GREENSBORO, N.C. -- The City of Greensboro plans to take over repairs at an apartment complex on Summit Avenue after the owners failed to meet the Feb. 6 repair deadline.
Five children died in a fire at one of the units back in May 2018. Investigators determined the fire was caused by unattended cooking, but the event sparked a conversation about the conditions at the complex.
In August, more than 40 units were condemned because of code violations.
Inspectors went back out to the complex on Feb. 14. Mark Wayman, the code compliance interim division manager, said six units were still not up to standard.
At a Minimum Housing Standards Commission meeting Thursday, Wayman announced the city would begin a process to accept bids for the repair work on the complex.

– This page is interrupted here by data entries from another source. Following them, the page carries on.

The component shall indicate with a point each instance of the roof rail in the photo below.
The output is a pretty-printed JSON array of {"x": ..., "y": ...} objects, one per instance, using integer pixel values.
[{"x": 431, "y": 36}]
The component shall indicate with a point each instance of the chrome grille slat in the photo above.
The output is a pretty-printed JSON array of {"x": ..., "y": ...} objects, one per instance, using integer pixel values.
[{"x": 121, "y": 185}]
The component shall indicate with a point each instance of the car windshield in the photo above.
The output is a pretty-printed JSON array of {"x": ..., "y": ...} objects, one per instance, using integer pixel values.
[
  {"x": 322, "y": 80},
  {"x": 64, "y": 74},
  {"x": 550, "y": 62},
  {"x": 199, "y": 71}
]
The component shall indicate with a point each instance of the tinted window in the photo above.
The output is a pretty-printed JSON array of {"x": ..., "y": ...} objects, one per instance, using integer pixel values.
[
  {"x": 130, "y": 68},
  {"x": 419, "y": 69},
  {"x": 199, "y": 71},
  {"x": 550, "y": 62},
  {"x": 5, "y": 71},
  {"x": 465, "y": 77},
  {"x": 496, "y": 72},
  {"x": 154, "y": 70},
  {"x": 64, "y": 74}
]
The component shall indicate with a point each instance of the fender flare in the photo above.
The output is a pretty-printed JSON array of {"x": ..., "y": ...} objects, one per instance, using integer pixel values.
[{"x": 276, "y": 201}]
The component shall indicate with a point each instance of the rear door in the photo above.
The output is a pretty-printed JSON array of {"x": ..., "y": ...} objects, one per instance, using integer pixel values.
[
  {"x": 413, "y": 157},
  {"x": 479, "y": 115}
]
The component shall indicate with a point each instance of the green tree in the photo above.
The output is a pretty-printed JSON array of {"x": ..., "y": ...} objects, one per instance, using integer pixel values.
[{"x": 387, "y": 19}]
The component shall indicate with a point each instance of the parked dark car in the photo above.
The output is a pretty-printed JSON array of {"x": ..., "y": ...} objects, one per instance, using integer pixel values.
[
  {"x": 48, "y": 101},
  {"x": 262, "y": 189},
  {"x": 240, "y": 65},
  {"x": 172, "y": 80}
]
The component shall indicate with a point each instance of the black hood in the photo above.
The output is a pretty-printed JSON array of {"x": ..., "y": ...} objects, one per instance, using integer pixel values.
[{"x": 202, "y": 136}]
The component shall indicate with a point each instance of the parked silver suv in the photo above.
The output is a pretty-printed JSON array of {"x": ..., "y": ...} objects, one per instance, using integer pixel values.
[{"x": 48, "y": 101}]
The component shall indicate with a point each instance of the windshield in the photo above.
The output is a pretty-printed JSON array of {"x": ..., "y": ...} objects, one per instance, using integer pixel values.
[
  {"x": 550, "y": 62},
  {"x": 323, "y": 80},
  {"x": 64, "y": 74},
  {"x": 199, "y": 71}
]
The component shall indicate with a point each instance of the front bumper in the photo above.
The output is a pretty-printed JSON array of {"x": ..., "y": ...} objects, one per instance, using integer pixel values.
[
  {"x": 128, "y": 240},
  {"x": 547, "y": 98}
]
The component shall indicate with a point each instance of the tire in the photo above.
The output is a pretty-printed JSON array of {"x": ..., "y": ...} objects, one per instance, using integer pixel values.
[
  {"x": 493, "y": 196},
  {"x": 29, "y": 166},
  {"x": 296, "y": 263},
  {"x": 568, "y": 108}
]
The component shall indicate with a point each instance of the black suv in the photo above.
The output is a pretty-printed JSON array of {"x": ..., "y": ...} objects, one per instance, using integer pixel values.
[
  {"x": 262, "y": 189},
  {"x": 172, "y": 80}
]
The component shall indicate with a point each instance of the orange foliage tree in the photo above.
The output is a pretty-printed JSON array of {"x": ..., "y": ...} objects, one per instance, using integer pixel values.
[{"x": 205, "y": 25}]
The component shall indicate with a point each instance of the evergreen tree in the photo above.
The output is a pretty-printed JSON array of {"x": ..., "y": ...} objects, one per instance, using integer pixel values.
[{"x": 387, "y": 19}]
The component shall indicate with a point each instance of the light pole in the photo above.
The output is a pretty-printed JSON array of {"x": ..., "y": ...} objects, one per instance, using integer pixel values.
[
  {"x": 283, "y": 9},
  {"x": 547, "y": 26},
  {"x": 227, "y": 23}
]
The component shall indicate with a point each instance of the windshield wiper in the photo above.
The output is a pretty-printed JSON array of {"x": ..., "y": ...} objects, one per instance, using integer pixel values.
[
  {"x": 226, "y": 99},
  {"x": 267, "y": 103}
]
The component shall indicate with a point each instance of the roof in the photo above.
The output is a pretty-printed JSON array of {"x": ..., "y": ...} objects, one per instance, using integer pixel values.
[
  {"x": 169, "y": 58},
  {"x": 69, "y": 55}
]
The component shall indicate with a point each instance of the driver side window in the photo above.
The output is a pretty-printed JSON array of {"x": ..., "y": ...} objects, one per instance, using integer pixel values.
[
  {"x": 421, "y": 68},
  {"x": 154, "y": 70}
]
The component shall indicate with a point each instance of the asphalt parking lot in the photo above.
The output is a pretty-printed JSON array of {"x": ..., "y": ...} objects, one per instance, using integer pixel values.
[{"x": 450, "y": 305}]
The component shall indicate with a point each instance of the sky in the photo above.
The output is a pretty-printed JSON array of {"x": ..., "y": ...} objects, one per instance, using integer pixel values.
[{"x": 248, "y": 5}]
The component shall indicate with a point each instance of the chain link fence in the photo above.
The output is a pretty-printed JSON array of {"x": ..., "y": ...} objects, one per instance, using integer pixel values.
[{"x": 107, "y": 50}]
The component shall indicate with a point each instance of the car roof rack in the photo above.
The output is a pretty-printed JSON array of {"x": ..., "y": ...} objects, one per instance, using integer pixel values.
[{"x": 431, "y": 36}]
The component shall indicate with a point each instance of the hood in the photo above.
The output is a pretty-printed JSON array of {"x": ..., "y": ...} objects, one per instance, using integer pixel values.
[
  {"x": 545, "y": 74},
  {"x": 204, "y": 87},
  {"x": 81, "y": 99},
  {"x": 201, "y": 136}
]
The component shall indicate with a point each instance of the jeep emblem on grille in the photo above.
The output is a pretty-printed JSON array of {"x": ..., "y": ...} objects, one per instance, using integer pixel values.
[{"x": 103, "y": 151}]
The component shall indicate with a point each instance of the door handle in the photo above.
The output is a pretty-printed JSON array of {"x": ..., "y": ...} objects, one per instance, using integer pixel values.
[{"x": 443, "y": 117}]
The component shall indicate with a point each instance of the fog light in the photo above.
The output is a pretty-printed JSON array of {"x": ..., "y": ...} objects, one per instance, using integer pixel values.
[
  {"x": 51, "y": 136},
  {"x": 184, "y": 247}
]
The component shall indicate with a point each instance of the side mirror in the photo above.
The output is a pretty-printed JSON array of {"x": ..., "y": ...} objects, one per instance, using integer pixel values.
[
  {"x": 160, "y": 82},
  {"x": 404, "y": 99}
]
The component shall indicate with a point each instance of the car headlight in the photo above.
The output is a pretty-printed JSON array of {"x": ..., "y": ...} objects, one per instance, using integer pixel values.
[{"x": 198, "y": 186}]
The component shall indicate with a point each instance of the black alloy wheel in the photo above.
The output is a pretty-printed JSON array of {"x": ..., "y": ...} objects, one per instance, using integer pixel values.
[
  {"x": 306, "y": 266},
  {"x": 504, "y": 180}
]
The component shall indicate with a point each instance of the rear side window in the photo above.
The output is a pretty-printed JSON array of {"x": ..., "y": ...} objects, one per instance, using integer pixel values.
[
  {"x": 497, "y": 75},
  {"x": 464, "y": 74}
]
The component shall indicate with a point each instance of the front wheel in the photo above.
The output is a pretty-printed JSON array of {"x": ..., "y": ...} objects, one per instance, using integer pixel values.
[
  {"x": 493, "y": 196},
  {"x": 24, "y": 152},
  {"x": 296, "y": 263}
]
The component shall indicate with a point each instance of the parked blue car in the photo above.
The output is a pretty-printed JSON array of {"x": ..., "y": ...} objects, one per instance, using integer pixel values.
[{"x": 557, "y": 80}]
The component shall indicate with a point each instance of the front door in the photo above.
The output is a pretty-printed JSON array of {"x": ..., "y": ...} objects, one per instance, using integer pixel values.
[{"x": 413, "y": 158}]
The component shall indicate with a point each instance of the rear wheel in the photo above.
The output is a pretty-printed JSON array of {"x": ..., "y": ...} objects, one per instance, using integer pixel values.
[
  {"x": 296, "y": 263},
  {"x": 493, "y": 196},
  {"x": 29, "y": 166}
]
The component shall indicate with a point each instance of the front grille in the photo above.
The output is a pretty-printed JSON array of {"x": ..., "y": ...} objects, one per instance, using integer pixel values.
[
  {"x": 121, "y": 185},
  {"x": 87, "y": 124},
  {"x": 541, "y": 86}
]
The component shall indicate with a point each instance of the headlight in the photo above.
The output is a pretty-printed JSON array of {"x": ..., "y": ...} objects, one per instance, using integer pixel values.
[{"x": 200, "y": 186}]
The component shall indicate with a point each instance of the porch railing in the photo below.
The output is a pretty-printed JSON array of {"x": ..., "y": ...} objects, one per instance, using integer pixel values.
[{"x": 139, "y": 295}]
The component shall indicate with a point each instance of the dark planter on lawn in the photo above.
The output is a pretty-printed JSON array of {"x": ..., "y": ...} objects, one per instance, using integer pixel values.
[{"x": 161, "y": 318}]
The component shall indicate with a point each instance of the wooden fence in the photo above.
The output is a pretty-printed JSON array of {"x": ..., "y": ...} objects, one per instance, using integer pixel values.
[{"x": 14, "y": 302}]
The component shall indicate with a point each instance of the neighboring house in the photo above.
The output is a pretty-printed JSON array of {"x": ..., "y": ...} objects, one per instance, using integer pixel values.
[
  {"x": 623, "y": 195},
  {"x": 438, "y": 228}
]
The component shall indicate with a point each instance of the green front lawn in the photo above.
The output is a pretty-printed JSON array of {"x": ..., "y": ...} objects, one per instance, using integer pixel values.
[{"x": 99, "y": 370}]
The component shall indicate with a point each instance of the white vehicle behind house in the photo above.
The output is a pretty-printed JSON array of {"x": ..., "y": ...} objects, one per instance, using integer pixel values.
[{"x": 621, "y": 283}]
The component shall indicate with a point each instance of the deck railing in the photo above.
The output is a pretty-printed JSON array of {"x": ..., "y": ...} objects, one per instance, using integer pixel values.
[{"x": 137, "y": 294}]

Once complete, the owners, Arco Realty, would have to pay the bill.
“Once the city has expended funds to make repairs on the property a lien will be placed on the property,” Wayman said.
“I think they have a new message that has been sent them,” Mayor Nancy Vaughan said. “If they are not going to fix the building the way it should be in a quick time then we're going take that over.”

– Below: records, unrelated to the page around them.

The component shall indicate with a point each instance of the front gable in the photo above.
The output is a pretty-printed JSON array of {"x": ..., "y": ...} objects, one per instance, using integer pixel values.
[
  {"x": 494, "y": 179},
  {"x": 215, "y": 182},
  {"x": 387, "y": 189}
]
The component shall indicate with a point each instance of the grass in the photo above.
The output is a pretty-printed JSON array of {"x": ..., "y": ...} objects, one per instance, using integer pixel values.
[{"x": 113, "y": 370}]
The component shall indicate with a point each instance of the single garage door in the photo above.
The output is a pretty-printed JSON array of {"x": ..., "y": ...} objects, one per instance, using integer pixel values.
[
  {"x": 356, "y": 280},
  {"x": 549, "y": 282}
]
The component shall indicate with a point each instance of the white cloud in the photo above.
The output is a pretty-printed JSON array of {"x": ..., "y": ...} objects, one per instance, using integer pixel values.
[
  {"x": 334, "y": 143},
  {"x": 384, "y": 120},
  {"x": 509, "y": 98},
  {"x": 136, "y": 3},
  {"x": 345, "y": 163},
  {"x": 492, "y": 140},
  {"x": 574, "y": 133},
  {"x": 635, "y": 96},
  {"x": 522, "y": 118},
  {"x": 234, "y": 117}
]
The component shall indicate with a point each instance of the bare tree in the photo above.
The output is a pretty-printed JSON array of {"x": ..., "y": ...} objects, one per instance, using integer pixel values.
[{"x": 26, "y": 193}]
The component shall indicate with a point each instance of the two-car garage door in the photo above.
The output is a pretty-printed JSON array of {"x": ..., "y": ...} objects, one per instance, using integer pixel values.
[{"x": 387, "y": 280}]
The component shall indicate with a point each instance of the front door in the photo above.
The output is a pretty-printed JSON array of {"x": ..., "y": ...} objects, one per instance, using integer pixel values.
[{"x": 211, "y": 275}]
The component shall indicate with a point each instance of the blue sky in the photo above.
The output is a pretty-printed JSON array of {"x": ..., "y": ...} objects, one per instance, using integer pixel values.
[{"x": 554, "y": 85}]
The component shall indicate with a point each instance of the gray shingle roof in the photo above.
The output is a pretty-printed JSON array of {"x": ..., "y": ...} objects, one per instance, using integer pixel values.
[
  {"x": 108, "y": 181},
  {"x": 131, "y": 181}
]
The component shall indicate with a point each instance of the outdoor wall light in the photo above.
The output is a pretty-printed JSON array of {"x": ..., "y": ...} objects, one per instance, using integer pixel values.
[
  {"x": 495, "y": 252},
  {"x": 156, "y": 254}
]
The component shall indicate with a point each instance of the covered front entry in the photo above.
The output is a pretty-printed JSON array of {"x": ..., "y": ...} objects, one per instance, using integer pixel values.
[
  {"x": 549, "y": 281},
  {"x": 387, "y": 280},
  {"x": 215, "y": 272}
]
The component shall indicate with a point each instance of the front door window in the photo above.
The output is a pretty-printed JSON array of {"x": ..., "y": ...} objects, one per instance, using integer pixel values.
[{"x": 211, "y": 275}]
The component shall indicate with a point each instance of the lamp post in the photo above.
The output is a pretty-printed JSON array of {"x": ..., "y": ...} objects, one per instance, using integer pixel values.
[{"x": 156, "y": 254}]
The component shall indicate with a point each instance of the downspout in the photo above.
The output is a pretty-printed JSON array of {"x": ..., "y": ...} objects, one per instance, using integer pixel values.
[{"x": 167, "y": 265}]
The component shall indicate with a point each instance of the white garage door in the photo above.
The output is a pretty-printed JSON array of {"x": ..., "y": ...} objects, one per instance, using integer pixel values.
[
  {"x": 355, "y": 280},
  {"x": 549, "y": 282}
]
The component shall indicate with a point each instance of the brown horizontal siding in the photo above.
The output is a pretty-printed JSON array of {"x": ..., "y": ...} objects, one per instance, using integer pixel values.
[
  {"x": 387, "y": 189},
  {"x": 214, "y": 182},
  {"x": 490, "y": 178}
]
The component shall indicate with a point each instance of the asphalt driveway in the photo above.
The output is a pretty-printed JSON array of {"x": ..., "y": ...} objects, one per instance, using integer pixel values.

Vaughan previously vowed to keep problem landlords accountable.
“I think they are used to getting extension after extension and playing the system,” Vaughan said.

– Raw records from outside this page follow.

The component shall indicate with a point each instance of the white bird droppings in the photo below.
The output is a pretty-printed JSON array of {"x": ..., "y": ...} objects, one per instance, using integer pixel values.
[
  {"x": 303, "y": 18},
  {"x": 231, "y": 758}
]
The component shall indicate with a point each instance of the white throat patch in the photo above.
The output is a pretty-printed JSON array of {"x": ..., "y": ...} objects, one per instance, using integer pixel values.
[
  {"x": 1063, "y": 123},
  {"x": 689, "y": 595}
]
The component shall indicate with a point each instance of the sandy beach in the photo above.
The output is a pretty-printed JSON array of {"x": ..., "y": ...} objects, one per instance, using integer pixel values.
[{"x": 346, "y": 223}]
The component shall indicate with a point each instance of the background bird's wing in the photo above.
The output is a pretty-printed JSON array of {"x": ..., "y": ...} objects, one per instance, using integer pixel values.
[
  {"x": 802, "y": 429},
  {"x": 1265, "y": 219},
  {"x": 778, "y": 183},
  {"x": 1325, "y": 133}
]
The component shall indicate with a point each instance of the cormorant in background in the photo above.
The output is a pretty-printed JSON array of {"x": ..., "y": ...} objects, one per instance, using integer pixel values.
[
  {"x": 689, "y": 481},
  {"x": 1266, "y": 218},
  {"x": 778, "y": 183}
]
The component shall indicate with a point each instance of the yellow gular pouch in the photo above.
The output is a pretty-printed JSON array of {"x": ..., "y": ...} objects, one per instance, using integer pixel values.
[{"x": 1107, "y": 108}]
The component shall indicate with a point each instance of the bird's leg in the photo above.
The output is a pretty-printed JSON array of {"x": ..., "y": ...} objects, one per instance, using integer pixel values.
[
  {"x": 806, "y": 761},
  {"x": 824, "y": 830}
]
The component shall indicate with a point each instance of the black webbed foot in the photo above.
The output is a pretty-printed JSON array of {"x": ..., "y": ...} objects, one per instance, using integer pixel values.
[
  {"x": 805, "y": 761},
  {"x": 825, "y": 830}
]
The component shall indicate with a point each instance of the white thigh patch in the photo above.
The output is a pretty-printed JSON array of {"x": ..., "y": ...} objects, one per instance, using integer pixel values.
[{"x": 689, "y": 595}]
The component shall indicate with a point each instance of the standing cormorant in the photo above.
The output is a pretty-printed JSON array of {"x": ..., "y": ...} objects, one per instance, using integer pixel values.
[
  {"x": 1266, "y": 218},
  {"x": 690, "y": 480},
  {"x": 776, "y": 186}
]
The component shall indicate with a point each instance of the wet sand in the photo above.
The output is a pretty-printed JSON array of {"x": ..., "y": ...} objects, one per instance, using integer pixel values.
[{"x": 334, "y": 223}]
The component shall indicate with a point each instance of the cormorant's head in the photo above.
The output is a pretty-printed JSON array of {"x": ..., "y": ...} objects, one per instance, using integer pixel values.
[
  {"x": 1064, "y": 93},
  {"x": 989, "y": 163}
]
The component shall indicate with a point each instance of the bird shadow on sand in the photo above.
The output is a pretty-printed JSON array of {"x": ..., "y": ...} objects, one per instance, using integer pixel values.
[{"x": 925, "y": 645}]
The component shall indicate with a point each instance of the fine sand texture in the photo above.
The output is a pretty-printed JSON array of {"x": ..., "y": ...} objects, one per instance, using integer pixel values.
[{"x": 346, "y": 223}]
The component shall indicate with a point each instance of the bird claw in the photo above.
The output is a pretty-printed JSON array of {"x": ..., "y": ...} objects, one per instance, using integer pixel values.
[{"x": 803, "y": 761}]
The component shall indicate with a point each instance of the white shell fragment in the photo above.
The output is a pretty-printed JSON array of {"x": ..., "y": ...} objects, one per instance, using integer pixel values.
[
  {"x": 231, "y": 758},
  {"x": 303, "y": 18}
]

Irene Agapion, the property manager, said on Thursday that her crews should have everything up to code before the city even picks a company to make the repairs.
Even if Arco Realty doesn’t have to pay the city to do the work, the company will still need to pay hundreds of thousands of dollars in fines for wrongdoing at their properties around the city.
“They owe $650,000 and I think we need to go after them full force to collect that money,” Vaughan said.
Vaughan says none of those fines have been paid. She said before 2015, fines would go to the schools system so there wasn’t as much effort to collect them because they were going to a different entity. She says now that’s going to change.
Agapion said she knew nothing about the $650,000 owed to the city.